Two Karmanos cancer researchers secure grants through National Institutes of Health, National Cancer Institute
Tuesday, January 14, 2014
Izabela Podgorski, Ph.D.
Melissa Runge-Morris, M.D.
Izabela Podgorski, Ph.D., assistant professor in the Department of Pharmacology at the Barbara Ann Karmanos Cancer Institute and Wayne State University School of Medicine (WSU SOM), has received a $1,570,526 grant from the National Institutes of Health and the National Cancer Institute for her research, “Functional Role of Bone Marrow Adipocytes in Metastatic Prostate Cancer.” Her grant expires Dec. 31, 2018.
Her co-investigators include James Granneman, Ph.D., of Psychiatry and Behavioral Neuroscience and Pathology at WSU SOM; Elisabeth Heath, M.D., of the Department of Oncology at Karmanos and WSU SOM; Daniel Bonfil, Ph.D. and Krishna Rao Maddipatti, Ph.D., both from the Department of Pathology at WSU SOM: Biostatistician Judith Abrams, Ph.D., of the Department of Oncology at Karmanos and WSU SOM; and Michael Cher, M.D., chief of Urology as well as a member of the Pathology Department at Karmanos and WSU SOM.
Dr. Podgorski’s research strives to understand the mechanism behind why older men with prostate cancer who are also obese or overweight are three times more likely to develop metastatic disease compared to normal weight men undergoing the same treatment regimen. Her project will use a variety of biomedical samples and techniques to uncover the functional role of bone marrow fat cells in prostate cancer progression in the skeleton, with the goal of unraveling novel candidate therapeutic targets to provide improvements in patient outcomes.
Melissa Runge-Morris, M.D., professor in the Department of Oncology at Karmanos and director of the Institute of Environmental Health Sciences (IEHS) at WSU SOM, has won a $1,970,134 grant from the National Institutes of Health for her project, “Expression, Regulation and Function of the SULT1C Carcinogen-Activating Enzymes.” Her grant expires October 31, 2018.
Her fellow co-principal investigator is Thomas A. Kocarek, Ph.D., associate professor with the IEHS, with a tenure retreat position in the Department of Pharmacology at WSU SOM. Other participating universities include the University of Alabama and the University of Pittsburgh.
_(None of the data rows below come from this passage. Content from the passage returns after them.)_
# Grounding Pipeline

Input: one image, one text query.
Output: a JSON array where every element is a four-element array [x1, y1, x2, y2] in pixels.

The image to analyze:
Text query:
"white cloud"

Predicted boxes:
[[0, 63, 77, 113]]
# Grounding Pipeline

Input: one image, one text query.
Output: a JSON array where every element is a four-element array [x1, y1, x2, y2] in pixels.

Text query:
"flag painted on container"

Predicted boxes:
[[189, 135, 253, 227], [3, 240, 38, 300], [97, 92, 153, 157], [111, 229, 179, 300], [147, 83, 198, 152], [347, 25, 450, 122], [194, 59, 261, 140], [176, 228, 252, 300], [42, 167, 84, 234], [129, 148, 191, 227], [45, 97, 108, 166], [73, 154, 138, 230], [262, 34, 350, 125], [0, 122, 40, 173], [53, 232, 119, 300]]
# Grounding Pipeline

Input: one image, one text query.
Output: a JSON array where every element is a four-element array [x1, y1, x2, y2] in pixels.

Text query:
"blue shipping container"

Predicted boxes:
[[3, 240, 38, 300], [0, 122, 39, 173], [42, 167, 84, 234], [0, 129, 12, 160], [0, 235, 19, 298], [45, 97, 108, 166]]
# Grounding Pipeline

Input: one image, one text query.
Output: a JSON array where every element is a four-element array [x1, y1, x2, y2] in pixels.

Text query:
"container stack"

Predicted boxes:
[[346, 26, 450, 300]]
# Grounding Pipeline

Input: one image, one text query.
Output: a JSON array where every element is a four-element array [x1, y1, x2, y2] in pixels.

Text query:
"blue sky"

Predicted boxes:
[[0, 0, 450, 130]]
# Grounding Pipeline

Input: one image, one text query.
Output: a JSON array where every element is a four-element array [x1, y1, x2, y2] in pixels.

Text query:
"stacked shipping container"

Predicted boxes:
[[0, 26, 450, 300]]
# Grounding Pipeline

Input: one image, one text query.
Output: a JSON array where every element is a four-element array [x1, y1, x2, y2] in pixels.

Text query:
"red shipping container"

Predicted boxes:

This project’s long-term goal is to understand how differences in gene expressions during the stages of early human development might impact drug efficacy and safety, as well as susceptibility to environmental carcinogens and modulators of the metabolic processes. The short-term goals are to determine the expression pattern and regulators of gene expression and to elucidate the substrates and inhibitors of the genes’ metabolism. Understanding these gene expressions, along with their regulation and function, is critical since these genes likely play important physiological roles during human development and because of their ability to promote disease susceptibility at specific times.
Dr. Podgorski’s grant number is 1R01CA181189-01. Dr. Runge-Morris’ grant number is 1R01ES022606-01A1.
We congratulate Drs. Podgorski and Runge-Morris on securing their respective grants!